Die Regierungsfraktionen haben am 26.04.2022 einen Entwurf über die Änderung des Energiesicherungsgesetzes 1975 in den Bundestag eingebracht. Das Gesetz sieht bei einer Gefährdung oder Störung der Energieversorgung weitreichende Handlungsmöglichkeiten zur Krisenbewältigung vor.

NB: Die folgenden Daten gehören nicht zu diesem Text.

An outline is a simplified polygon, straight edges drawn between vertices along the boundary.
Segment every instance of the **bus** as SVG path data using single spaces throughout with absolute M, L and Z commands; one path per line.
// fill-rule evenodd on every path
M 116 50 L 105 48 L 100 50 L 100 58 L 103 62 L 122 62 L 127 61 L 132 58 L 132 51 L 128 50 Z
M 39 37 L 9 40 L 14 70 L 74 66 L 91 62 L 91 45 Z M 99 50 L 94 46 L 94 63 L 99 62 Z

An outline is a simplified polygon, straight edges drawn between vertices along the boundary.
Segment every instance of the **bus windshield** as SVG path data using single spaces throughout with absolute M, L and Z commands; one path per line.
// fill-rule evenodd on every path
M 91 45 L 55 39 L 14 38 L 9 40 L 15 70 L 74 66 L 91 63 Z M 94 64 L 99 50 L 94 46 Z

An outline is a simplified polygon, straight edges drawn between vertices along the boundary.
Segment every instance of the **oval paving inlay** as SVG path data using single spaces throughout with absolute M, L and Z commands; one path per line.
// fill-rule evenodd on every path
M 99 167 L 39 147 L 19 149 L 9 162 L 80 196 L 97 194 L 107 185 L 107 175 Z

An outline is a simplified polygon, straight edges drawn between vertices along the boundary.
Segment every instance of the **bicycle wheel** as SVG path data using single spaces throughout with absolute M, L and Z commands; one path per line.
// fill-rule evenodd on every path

Dazu gehört, dass Unternehmen, die kritische Energieinfrastrukturen betreiben, bei Bedarf unter eine Treuhandverwaltung gestellt werden können, und zwar dann, wenn sie ihren Aufgaben nicht mehr hinreichend nachkommen und eine Beeinträchtigung der Versorgungssicherheit droht. Nach diesem Modell war die Bundesregierung bereits bei Gazprom Germania auf Basis des Außenwirtschaftsrechts vorgegangen. Als ultima ratio ist auch eine Enteignung möglich, wenn die Sicherung der Energieversorgung nicht anders gewährleistet werden kann. Zudem werden Regelungen zur Stärkung europäischer Solidaritätsmechanismen eingeführt.

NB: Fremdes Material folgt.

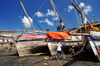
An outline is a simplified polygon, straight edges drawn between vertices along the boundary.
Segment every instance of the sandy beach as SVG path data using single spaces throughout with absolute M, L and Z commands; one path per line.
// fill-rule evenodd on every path
M 99 66 L 93 55 L 85 57 L 69 57 L 60 60 L 63 66 Z M 57 59 L 52 59 L 50 54 L 19 57 L 16 48 L 0 49 L 0 66 L 61 66 Z

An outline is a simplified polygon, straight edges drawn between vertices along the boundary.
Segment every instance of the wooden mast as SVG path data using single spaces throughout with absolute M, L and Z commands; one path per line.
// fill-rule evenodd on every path
M 53 1 L 50 0 L 50 2 L 51 2 L 51 5 L 53 6 L 53 9 L 54 9 L 55 14 L 56 14 L 56 16 L 57 16 L 57 19 L 58 19 L 58 21 L 59 21 L 59 23 L 60 23 L 60 25 L 61 25 L 61 22 L 60 22 L 60 20 L 59 20 L 59 17 L 58 17 L 57 12 L 59 13 L 59 15 L 61 16 L 62 19 L 63 19 L 63 17 L 62 17 L 62 15 L 60 14 L 60 12 L 59 12 L 59 10 L 57 9 L 57 7 L 55 6 L 55 4 L 53 3 Z M 57 10 L 57 12 L 56 12 L 56 10 Z M 63 22 L 67 25 L 66 28 L 67 28 L 67 29 L 70 29 L 69 25 L 66 23 L 66 21 L 65 21 L 64 19 L 63 19 Z
M 54 9 L 54 11 L 55 11 L 55 14 L 56 14 L 56 16 L 57 16 L 57 19 L 58 19 L 58 21 L 59 21 L 59 23 L 60 23 L 60 25 L 61 25 L 61 22 L 60 22 L 60 20 L 59 20 L 58 14 L 57 14 L 57 12 L 56 12 L 56 10 L 55 10 L 55 7 L 54 7 L 54 3 L 53 3 L 52 0 L 50 0 L 50 2 L 51 2 L 51 5 L 52 5 L 52 7 L 53 7 L 53 9 Z
M 23 8 L 23 10 L 24 10 L 24 12 L 25 12 L 25 14 L 26 14 L 26 16 L 27 16 L 27 18 L 28 18 L 28 20 L 29 20 L 31 26 L 32 26 L 32 28 L 33 28 L 33 31 L 35 32 L 35 29 L 34 29 L 34 27 L 33 27 L 33 25 L 32 25 L 31 20 L 30 20 L 29 17 L 28 17 L 28 14 L 27 14 L 27 12 L 26 12 L 26 10 L 25 10 L 25 7 L 24 7 L 23 3 L 22 3 L 21 1 L 20 1 L 20 3 L 21 3 L 22 8 Z M 35 34 L 37 34 L 37 33 L 35 32 Z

Des Weiteren ist für Energieversorger die Möglichkeit vorgesehen, gegenüber ihren Kunden einseitige Preisanpassungen bei verminderten Gasimporten und großen Preissprüngen vorzunehmen. Auch kann bei einer Gefährdung der Energieversorgung von Vorschriften des Umweltrechts abgewichen werden (etwa von den Verordnungen über Feuerungs-, Gasturbinen- und Verbrennungsmotoranlagen, über die Verbrennung und die Mitverbrennung von Abfällen oder von der TA Lärm bzw. Luft).
Kriterien zur Abschaltreihenfolge unter nicht geschützten (Industrie-)Kunden sind hingegen im Entwurf nicht vorgesehen. In diesem Zusammenhang plant die Bundesnetzagentur gerade eine Datenabfrage bei Letztverbrauchern im Mai 2022. Hier bleibt den betroffenen Unternehmen nur, eigenständig Argumente zu entwickeln, die für eine prioritäre Versorgung sprechen.
Auch Folgeänderungen im Energiewirtschaftsgesetz (EnWG) sind Teil der Novelle. So muss künftig eine Stilllegung von Gasspeicheranlagen angezeigt und von der Bundesnetzagentur (BNetzA) genehmigt werden. Außerdem werden die Voraussetzungen geschaffen, um bei kritischen Energieinfrastrukturen den Einsatz kritischer Komponenten nach dem BSI-Gesetz untersagen zu können.